Efficient Ferrite-Based Perovskite Anode for Solid Oxide Fuel Cells with A-Site and B-Site Co-exsolution

Exsolution of A-site and/or B-site dopants has been widely used to improve the electroactivity and coking resistance of the perovskite anode for solid oxide fuel cells (SOFCs). Here, an A-site and B-site co-exsolved Ba0.3Sr0.7Fe0.9Mn0.1O3-δ (BSFM) perovskite is employed as the anode material of SOFCs. X-ray diffraction results confirm that the cubic BSFM perovskite shows reasonable structure stability in hydrogen, although metallic Fe and SrO exsolve from the provskite lattice. Scanning electron microscopy results find that a whisker-like species grows from the perovskite in addition to the exsolution of Fe nanoparticles. It is verified by transmission electron microscopy-energy-dispersive X-ray spectroscopy that the whisker is composed of BaO and SrO. The surface enrichment of Ba and Sr elements is also proven by X-ray photoelectron spectroscopy.

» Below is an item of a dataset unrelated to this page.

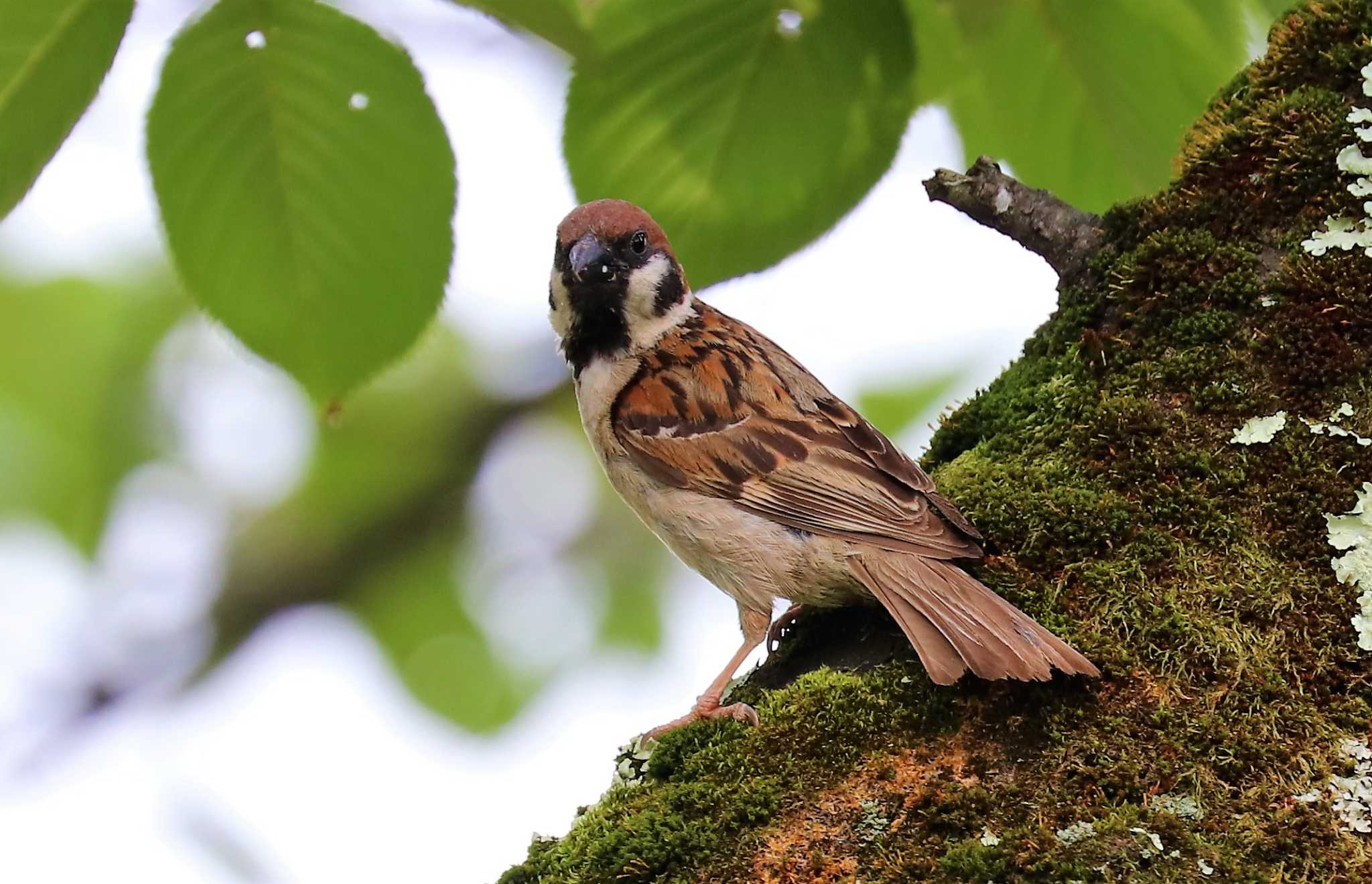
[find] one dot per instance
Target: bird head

The peak power densities of a single cell with the BSFM anode are 538 and 364 mW cm-2 at 800 and 750 °C in hydrogen, respectively, while the polarization resistances of them are 0.18 and 0.28 ω cm2 at the same conditions, respectively. The cell operates stably for over 60 h in hydrogen with a current density of 0.2 A cm-2. However, the BSFM anode shows sluggish activity for methane oxidation. With the addition of Ni to the BSFM anode, its activity for methane oxidation is remarkably improved, and the peak power density increases from 84 mW cm-2 for the BSFM anode to 194 mW cm-2 for the Ni-BSFM anode at 800 °C in methane. The Ni-BSFM anode also exhibits excellent stability in methane and works stably for over 70 h with a current density of 0.2 A cm-2.